Date of Graduation

5-2020

Document Type

Thesis

Degree Name

Master of Science in Computer Science (MS)

Degree Level

Graduate

Department

Computer Science & Computer Engineering

Advisor/Mentor

Nelson, Alexander H.

Committee Member

Gauch, Susan E.

Second Committee Member

Parkerson, James P.

Keywords

3D convolution; Capacitive sensing; Convolutional long short-term memory; Deep learning; Gesture recognition; Motor rehabilitation; Wearable sensors; Prediction-encoding; Context-aware classification models; Gesture recognition

Abstract

Repeated, consistent, and precise gesture performance is a key part of recovery for stroke and other motor-impaired patients. Close professional supervision to these exercises is also essential to ensure proper neuromotor repair, which consumes a large amount of medical resources. Gesture recognition systems are emerging as stay-at-home solutions to this problem, but the best solutions are expensive, and the inexpensive solutions are not universal enough to tackle patient-to-patient variability. While many methods have been studied and implemented, the gesture recognition system designer does not have a strategy to effectively predict the right method to fit the needs of a patient. This thesis establishes such a strategy by outlining the strengths and weaknesses of several spatiotemporal learning architectures combined with deep learning, specifically when low-cost, low-resolution capacitive sensor arrays are used.

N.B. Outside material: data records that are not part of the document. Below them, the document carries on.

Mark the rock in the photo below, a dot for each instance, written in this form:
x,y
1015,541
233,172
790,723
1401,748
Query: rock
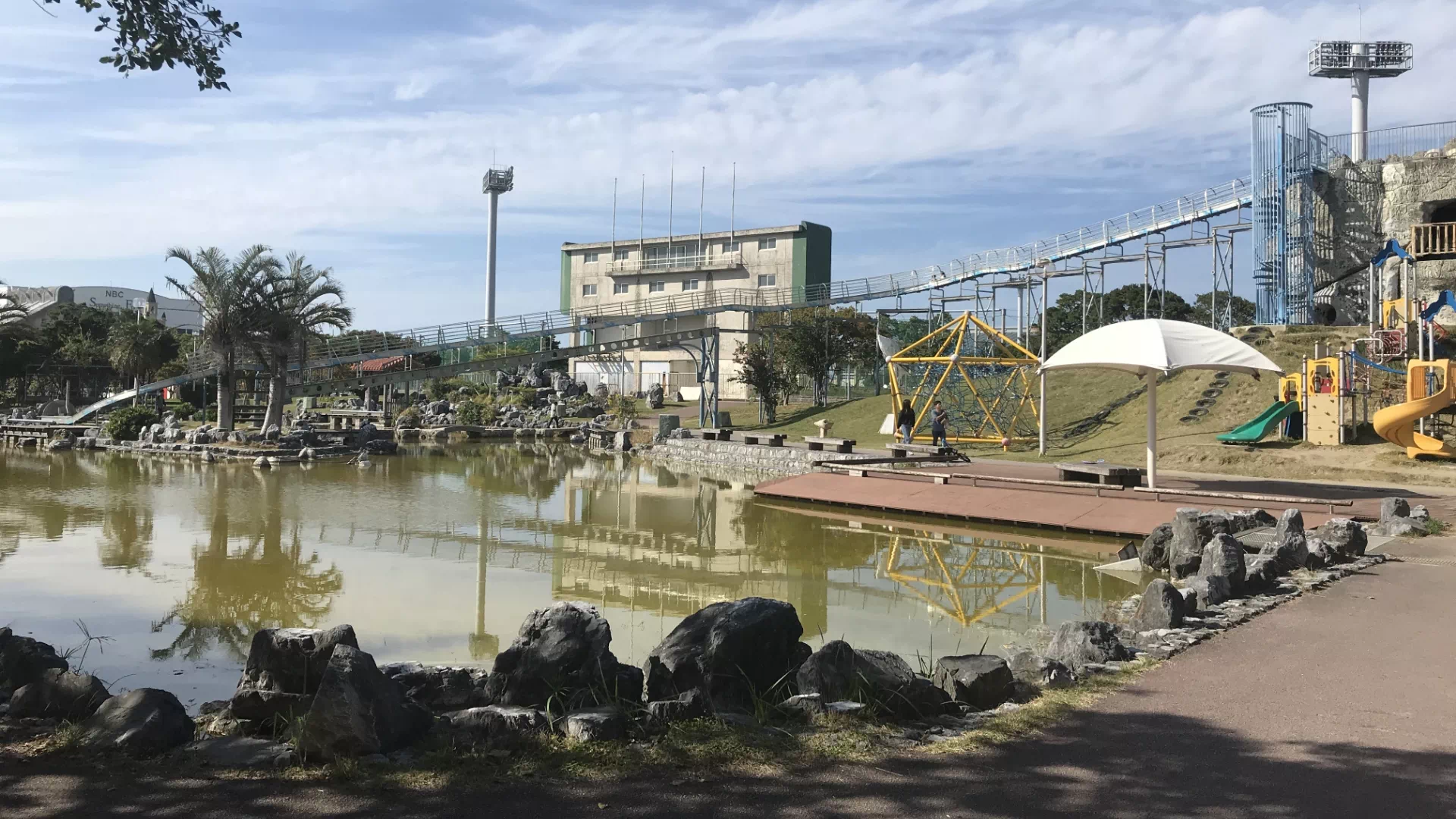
x,y
24,661
1261,572
730,651
359,711
142,722
883,678
1289,547
689,706
1163,607
601,723
1153,553
560,651
1078,643
1210,591
242,752
501,726
436,689
982,681
1394,507
1345,537
58,694
1223,557
284,668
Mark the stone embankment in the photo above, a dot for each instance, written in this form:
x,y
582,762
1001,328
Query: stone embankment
x,y
740,662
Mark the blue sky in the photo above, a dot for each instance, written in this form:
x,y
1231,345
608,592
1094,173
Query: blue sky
x,y
919,130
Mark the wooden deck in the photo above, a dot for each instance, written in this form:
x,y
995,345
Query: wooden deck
x,y
1091,509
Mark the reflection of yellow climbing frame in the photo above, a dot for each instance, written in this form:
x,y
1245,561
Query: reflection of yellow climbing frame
x,y
982,375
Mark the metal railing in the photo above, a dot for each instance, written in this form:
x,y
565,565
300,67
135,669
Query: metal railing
x,y
1405,140
1433,240
1128,228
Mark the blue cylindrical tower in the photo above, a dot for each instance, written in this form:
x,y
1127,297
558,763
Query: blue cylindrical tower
x,y
1283,213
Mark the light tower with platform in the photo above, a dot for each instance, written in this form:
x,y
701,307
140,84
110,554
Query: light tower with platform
x,y
1359,61
497,181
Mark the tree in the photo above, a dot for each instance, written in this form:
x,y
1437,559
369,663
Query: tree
x,y
150,34
766,376
819,340
137,349
229,293
296,305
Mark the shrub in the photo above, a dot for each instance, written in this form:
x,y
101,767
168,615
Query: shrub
x,y
128,422
408,419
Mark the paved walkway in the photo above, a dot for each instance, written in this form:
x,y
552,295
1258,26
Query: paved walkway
x,y
1341,703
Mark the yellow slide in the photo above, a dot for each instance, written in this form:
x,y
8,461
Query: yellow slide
x,y
1397,425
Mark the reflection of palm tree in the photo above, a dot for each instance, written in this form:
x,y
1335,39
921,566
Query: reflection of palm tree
x,y
262,586
126,537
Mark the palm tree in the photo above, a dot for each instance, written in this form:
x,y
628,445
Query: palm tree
x,y
300,303
136,349
229,293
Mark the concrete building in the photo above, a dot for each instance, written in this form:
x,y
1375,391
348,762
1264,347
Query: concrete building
x,y
178,314
663,280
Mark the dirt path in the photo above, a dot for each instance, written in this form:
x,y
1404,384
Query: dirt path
x,y
1337,704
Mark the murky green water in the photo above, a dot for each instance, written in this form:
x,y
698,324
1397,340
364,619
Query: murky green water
x,y
437,554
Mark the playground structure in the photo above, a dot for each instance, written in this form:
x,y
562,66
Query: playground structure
x,y
982,378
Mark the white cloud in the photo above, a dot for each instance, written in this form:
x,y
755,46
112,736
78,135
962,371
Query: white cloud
x,y
896,102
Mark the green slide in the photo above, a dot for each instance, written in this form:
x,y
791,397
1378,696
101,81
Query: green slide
x,y
1267,422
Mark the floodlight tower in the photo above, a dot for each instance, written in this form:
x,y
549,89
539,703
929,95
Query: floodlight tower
x,y
497,181
1359,61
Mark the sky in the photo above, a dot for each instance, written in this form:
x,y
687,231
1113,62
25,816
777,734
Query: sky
x,y
357,131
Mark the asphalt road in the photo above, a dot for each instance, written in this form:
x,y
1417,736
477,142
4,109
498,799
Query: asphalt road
x,y
1338,704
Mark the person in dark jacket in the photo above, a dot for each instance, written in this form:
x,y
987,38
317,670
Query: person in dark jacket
x,y
938,419
906,422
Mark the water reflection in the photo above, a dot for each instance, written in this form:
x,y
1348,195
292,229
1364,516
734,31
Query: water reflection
x,y
438,554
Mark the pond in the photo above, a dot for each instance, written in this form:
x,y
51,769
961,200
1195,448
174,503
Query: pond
x,y
437,556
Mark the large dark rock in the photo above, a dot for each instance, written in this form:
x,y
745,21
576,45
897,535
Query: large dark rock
x,y
501,726
733,651
1163,607
1345,537
142,722
1223,557
357,710
283,670
22,659
1291,545
58,694
437,689
561,653
1078,643
877,678
1153,553
981,681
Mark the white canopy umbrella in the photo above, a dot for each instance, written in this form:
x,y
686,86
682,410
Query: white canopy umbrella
x,y
1153,347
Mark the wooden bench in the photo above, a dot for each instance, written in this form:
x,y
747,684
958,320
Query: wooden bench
x,y
906,449
840,445
1107,474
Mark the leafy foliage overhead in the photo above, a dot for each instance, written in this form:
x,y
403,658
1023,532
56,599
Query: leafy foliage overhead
x,y
150,34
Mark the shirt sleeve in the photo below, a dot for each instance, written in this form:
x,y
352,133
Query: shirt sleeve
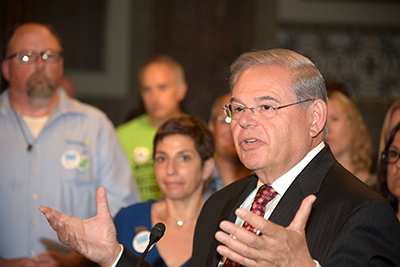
x,y
114,170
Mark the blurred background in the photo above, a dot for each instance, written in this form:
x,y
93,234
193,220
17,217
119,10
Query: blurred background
x,y
106,41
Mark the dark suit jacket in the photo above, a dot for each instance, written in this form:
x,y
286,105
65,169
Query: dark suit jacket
x,y
349,225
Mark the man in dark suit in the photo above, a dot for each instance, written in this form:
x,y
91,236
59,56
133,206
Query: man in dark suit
x,y
278,114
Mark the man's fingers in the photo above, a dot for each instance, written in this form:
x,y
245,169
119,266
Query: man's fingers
x,y
300,220
267,228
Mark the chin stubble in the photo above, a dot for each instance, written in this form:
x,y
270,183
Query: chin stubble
x,y
40,91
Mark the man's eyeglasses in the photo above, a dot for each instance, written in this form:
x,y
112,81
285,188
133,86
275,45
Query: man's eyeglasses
x,y
263,111
390,156
30,57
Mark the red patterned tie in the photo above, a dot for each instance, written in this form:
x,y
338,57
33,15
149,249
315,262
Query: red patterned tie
x,y
264,195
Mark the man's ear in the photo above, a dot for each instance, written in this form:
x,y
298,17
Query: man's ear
x,y
319,116
208,168
5,68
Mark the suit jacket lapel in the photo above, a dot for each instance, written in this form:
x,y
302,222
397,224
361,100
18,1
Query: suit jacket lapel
x,y
307,182
228,212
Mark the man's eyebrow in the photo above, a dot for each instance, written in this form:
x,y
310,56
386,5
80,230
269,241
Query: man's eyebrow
x,y
270,98
258,99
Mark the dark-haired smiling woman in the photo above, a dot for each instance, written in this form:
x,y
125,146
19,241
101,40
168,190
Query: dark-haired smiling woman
x,y
389,170
183,161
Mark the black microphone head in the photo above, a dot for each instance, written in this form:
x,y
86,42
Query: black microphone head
x,y
157,232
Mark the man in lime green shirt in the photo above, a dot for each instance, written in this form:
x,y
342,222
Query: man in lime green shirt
x,y
162,88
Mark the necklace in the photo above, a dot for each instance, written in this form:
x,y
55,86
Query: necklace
x,y
180,223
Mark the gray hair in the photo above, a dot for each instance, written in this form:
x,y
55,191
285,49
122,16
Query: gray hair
x,y
307,81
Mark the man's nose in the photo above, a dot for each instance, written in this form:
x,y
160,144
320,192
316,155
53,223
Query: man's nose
x,y
171,170
248,118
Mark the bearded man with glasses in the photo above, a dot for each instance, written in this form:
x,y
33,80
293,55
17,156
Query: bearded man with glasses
x,y
53,150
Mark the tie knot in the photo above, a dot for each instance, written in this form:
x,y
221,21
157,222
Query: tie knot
x,y
264,195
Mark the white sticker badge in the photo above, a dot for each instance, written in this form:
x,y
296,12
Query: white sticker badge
x,y
70,159
140,241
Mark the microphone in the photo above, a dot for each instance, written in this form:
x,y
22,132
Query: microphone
x,y
155,235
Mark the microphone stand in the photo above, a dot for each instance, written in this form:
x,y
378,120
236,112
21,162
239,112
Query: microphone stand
x,y
156,233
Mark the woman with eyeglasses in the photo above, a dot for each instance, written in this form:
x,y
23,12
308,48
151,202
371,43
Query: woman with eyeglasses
x,y
183,161
389,170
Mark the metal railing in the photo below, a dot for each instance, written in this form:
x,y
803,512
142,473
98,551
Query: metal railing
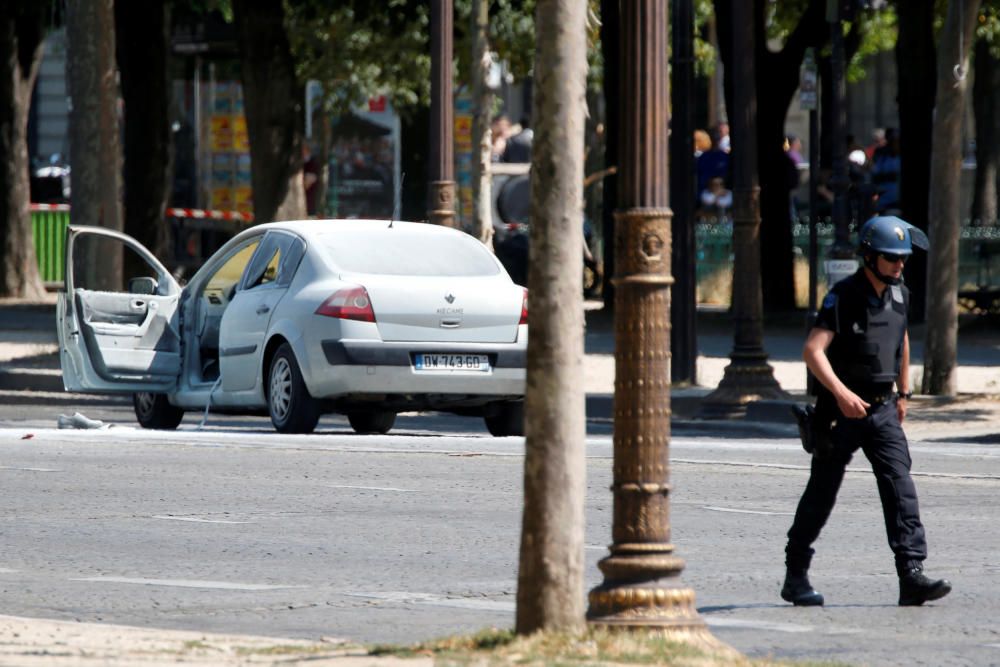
x,y
194,235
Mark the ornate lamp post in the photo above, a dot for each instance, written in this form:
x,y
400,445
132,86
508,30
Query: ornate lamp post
x,y
642,584
441,172
748,377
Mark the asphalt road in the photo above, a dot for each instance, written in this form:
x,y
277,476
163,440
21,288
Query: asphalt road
x,y
415,534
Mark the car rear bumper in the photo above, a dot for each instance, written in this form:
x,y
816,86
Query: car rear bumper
x,y
367,367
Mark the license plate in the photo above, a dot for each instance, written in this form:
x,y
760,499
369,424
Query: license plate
x,y
476,363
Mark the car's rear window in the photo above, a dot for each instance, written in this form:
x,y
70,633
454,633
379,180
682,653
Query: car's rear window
x,y
401,252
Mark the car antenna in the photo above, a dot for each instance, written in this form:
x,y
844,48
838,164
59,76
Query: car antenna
x,y
399,197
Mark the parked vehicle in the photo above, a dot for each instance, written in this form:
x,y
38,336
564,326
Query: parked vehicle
x,y
295,319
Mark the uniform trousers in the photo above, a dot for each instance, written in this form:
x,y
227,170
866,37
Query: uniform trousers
x,y
880,436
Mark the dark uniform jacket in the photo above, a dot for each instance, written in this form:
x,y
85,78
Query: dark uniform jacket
x,y
867,348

This is done by testing the immunity and robustness of those architectures to the type of variability that is common among stroke patients, investigating select hyperparameters and their impact on the architectures’ training progressions, and comparing test performance in different applications and scenarios. The models analyzed here are trained on a mixture of high-quality, healthy gestures and personalized, imperfectly performed gestures using a low-cost recognition system.